Je ne pouvais pas expliquer pourquoi j'avais un passé qui ne correspondait pas à ce qu'il racontait, ni pourquoi j'avais des sensations qui semblaient venir d'une autre époque.

Je fis donc la seule chose qui me parut intelligente sur le moment: je fuis.

Tout simplement. Je m'échappai de sa poigne, courut à travers le bar et sortis en claquant la porte derrière moi.

Les quelques clients du bar étaient restés près de l'entrée -à une distance tout de même respectable en cas de coups de feu- et m'avaient observé quitter en trombe la pièce, me suivant du regard sur une dizaine de mètres avant de se retourner vers la porte lorsque mon jumeau était sorti à son tour, me hurlant de revenir ou criant à l'imposteur à tous les gens du quartier, qui regardaient la scène d'un air absent.

Je traçai dans toute la ville, usant de ma chance pour trouver un échappatoire à cet astéroïde miteux.

Je finis par tomber sur un marchand de baies d'Ugkno qui remplissait la soute de son vaisseau itinérant. Alors qu'il tournait la tête vers ses précieuses baies encore posées à l'extérieur du vaisseau, je m'élançai dans la direction opposée et entrai dans le vaisseau par le poste de pilotage. 

Je continuai ma route discrètement mais rapidement, tournant la tête dans tous les sens dans l'espoir de trouver une cachette.
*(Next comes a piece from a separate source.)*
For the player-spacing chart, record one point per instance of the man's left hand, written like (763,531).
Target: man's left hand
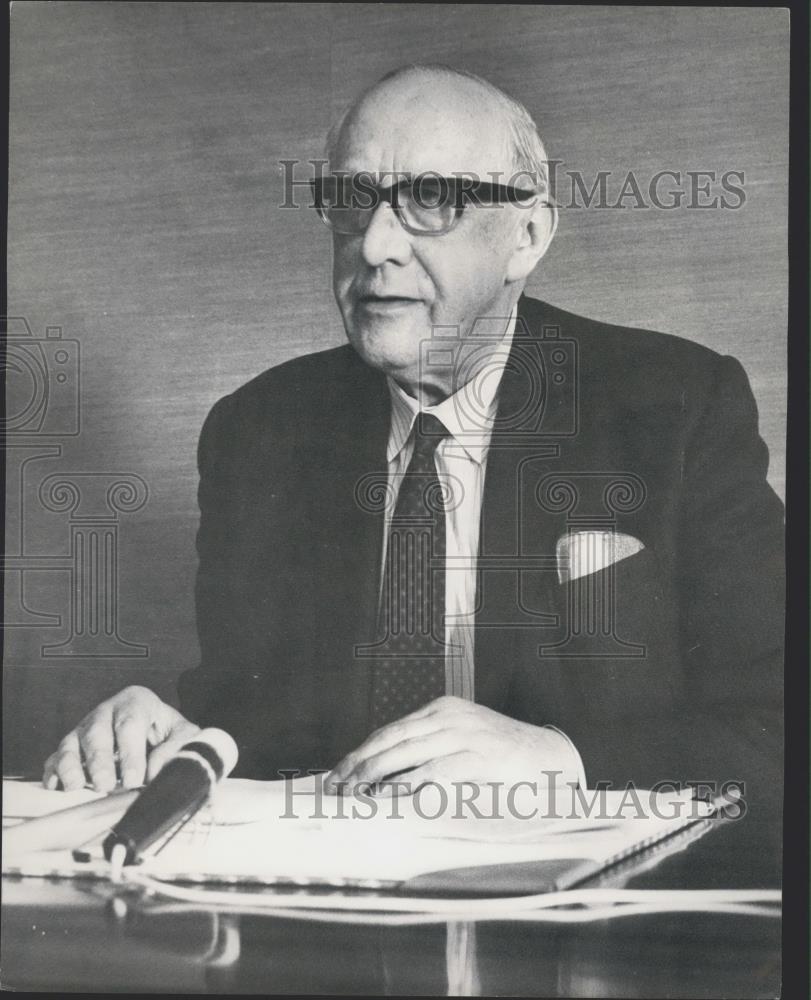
(451,739)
Mon passé de clandestin sur les vaisseaux, qu'il soit réel ou pas, m'avait appris que les gens ne voient que ce qu'ils s'attendent à voir. En clair, si le marchand ne se doutait pas que j'étais sur son vaisseau, j'avais assez de chance qu'une cachette toute pourrie soit tout de même d'une discrétion absolue. 

Je me déplaçai donc furtivement dans les étroites coursives. J'avais oublié à quel point un vaisseau de marchandises pouvait être étouffant. L'atmosphère lourde de la chaleur dégagée par les réfrigérateurs géants emplissait tout les compartiments. 

J'ouvris une porte au hasard et tombai directement dans le frigo. Parfait, songeai-je, personne ne rentre dans un frigo, à moins d'être givré! Fier de ma petite blague, je rentrai dans la pièce glacée et refermai la porte délicatement derrière moi. 

Ce fut à ce moment, dès que la tension que j'appelai La Tension du Clandestin, à savoir le stress de trouver une cachette, retomba que je soufflai et me mis à réfléchir sérieusement à la situation.

Un homme que je dis ne pas connaître, affirme quant à lui savoir qui je suis, me fait confiance, m'explique je suis un capitaine raciste de la FAG et que je suis en mission.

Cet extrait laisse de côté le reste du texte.